Jazz organist Jimmy McGriff demonstrates on "The Groover" that no musician has a monopoly on the blues. Certainly not these blues -- the late-night, after-hours kind that once routinely spilled from tired jukeboxes at closing time.
With fellow jazz organists Richard "Groove" Holmes and Jimmy Smith, McGriff has been riding the crest of a small but encouraging resurgence of jazz organ popularity. Now his arrangements are less fashionable as he returns to the basics, the timeless "groove" of uncluttered construction and uncompromised expression.
For proof, it's best to start at the end of "The Groover" and work backwards. On "This One's for Ray," a jam dedicated to Ray Charles, McGriff alternates between organ and acoustic piano, and quickly succeeds in capturing the soul of Charles' music. McGriff's treatment of the Cannonball Adderley hit, "Mercy, Mercy, Mercy," may not possess the cumulative power of the original version, but it's robustly spry.
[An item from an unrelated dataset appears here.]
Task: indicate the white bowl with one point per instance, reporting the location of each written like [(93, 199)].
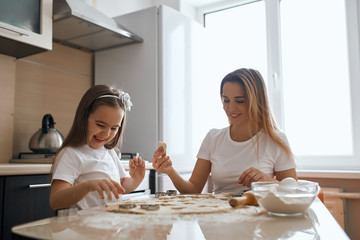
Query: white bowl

And Horace Silver's "Song for My Father," a sparkling showcase for alto saxophonist Arnold Sterling's clear tone and harmonic agility, is enhanced by Ray Mantilla's Latin percussion.
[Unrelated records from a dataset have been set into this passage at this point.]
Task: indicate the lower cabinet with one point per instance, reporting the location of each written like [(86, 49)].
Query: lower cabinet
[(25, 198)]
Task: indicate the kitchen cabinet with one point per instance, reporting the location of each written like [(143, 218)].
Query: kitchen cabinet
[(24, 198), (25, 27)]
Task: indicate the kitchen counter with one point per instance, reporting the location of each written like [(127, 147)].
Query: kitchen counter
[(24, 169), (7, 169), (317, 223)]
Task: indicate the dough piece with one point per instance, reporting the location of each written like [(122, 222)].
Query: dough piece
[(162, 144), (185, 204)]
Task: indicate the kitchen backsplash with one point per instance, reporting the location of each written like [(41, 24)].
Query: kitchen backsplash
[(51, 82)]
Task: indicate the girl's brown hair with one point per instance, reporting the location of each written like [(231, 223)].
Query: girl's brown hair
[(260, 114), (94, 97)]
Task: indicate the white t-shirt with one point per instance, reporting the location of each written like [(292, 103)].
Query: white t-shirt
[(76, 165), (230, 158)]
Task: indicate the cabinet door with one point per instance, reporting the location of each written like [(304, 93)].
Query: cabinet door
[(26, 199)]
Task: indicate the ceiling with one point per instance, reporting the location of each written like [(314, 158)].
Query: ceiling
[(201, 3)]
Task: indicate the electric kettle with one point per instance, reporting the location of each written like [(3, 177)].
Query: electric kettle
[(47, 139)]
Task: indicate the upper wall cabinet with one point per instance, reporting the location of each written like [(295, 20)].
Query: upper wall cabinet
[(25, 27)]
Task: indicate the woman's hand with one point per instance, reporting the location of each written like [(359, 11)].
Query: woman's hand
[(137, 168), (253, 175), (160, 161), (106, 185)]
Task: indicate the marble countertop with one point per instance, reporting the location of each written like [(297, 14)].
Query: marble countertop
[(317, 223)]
If side one is less impressive, it's only because a tenor sax would have carried more weight on Jimmy Forrest's "Night Train" and Tiny Bradshaw's "Soft." Yet even on these cuts, "The Groover" lives up to its title and a tradition well worth renewing. ON RECORD, ON STAGE THE ALBUM JIMMY McGRIFF -- The Groover (Jazz America Marketing JAM009). THE SHOW JIMMY McGRIFF, Friday and Saturday at 10 and midnight at One Step Down.